Em 1940, Jack terminou os estudos, apresentando uma ambiciosa tese sobre a impreparação do Reino Unido para lidar com o poderio militar da Alemanha. O sucesso interno de tal trabalho académico e o incentivo do pai levaram Kennedy a aprovar a conversão da sua tese em livro – intitulado “Why England Slept” (“Porque dormiu a Inglaterra”) – que se tornou um êxito imediato, com cerca de 80 mil exemplares vendidos.

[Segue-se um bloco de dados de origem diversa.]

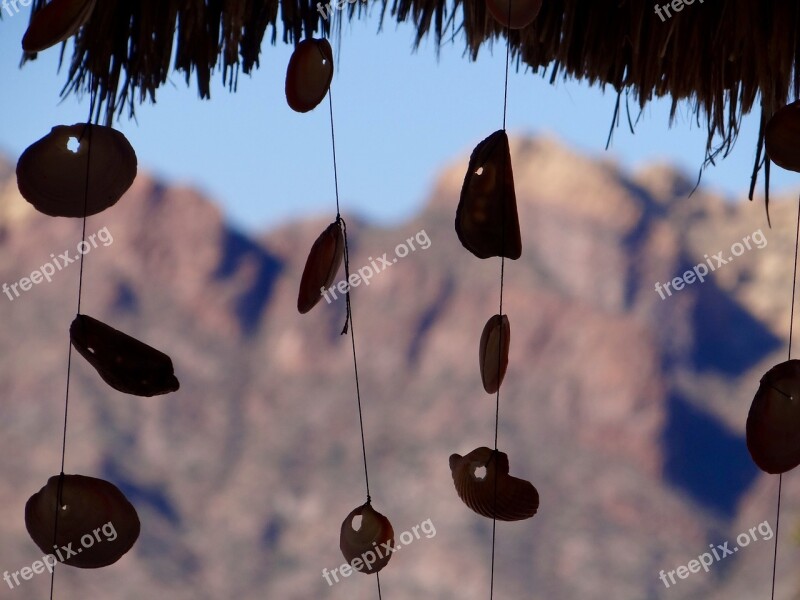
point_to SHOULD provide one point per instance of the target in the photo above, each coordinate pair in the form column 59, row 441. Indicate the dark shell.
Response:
column 773, row 423
column 516, row 499
column 486, row 219
column 124, row 363
column 89, row 505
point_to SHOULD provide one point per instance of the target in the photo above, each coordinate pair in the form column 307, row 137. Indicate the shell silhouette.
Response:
column 523, row 12
column 486, row 219
column 517, row 499
column 322, row 264
column 53, row 178
column 493, row 353
column 373, row 534
column 309, row 74
column 773, row 423
column 781, row 135
column 55, row 22
column 88, row 504
column 124, row 363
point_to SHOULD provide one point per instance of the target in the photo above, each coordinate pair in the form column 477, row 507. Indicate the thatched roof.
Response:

Poucos meses depois da formatura, John F. Kennedy decidiu levar à letra o aviso de Joe Sr. naquela carta de censura ou de alento e tornou-se num “cidadão realmente útil”. Não como presidente do país – isso só viria a acontecer em 1961 –, mas como interveniente numa guerra que também arrastou os EUA. Com o uniforme da marinha norte-americana, depois de rejeitado para soldado devido a problemas na coluna, o débil Jack foi destacado para operações de patrulha nas águas do oceano Pacífico e desempenhou, também ele, um papel importante na ii Guerra Mundial. A entrada no serviço público norte-americano viria a ganhar forma com o regresso a casa e os anos que se seguiram testemunharam uma das mais estonteantes ascensões políticas da história dos Estados Unidos.